Présence remarquée de FESTO à L’ATX (Philippe Mercure LA PRESSE)

Des robots papillons pour moderniser les usines:

Leur vol ressemble étonnamment à celui des vrais papillons. Leur design est ultra-léger, ils peuvent voler en groupe sans entrer en collision… et les technologies qui ont permis leur développement pourraient avoir des applications industrielles bien réelles. Des papillons bioniques conçus par l’entreprise allemande Festo ont rendu visite à l’équipe de La Presse récemment.

Des papillons bioniques

Leurs yeux sont faits d’une dizaine de caméras infrarouges. Ils sont munis de deux moteurs qui leur permettent de battre des ailes de façon indépendante. Leur squelette est en carbone et leurs ailes sont faites du même plastique mince utilisé pour faire… les sacs d’épicerie. Et oubliez le nectar : les papillons bioniques tirent leur énergie de petites batteries. «  Dans la nature, le papillon est l’animal qui a le meilleur ratio poids-énergie déployée. C’est pour ça qu’on l’a choisi. Pour nous, c’est devenu un triple défi : la miniaturisation des systèmes, l’efficacité énergétique et le déploiement autonome collaboratif », explique Patrice Charlebois, directeur régional de l’est du Canada chez Festo. Un robot papillon pèse à peine 30 grammes.

Un vol coordonné

La grande particularité des papillons bioniques de Festo est que, comme les vrais papillons, ils n’entrent pas en collision les uns avec les autres lorsqu’ils volent en groupe. Ils sont aussi capables de contourner des obstacles. Ils y parviennent parce qu’ils font partie d’un réseau formé de caméras infrarouges qui documentent en temps réel la position de chaque papillon dans les trois dimensions de l’espace. Les papillons ne communiquent pas entre eux. C’est un ordinateur qui joue le rôle de « contrôleur aérien » et qui les avertit des obstacles qui se trouvent autour d’eux.

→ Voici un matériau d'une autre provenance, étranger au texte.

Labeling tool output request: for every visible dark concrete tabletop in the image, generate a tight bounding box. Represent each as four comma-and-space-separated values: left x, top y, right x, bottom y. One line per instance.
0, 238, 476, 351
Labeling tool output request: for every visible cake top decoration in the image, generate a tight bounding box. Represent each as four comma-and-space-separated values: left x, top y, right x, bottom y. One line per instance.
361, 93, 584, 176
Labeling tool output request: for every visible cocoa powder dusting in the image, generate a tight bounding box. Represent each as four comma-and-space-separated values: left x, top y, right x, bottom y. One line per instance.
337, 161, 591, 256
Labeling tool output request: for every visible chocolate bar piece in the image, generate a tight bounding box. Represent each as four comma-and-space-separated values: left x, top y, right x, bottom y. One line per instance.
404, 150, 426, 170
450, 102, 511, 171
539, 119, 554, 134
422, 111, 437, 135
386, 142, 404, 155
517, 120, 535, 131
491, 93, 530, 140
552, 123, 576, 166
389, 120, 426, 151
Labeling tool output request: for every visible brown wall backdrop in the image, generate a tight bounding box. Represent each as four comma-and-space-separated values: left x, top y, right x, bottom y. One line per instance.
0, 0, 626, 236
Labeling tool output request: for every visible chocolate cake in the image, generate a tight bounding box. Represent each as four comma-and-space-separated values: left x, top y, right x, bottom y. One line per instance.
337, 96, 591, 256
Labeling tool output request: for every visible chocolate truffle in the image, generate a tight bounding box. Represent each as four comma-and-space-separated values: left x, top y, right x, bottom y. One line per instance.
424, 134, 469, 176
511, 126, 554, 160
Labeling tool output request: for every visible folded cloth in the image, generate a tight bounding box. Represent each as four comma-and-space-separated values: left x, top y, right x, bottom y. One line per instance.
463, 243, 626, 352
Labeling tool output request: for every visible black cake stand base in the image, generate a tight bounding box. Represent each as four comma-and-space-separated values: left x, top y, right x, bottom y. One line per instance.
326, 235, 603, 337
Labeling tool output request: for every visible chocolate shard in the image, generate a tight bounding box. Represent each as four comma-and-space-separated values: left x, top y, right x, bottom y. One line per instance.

Des applications en industrie

Festo, une multinationale allemande spécialisée dans les systèmes d’automatisation pour les usines, ne s’amuse pas à faire voler des papillons pour l’aspect poétique de la chose. Ces robots papillons ne seront pas directement utilisés en industrie, mais leur développement a permis de tester des concepts qui, eux, risquent d’avoir des applications bien réelles. Comme les papillons, les robots qui transportent des charges dans les usines ou les entrepôts, par exemple, rencontrent parfois des obstacles inattendus. « Actuellement, les robots transporteurs ont des chemins bien définis. Si un premier robot tombe en panne, celui qui est derrière va s’arrêter et un humain devra intervenir. Ça conduit à une perte de productivité. Un système comme celui des papillons peut détecter qu’il y a un problème et modifier la trajectoire des autres robots automatiquement », explique Patrice Charlebois.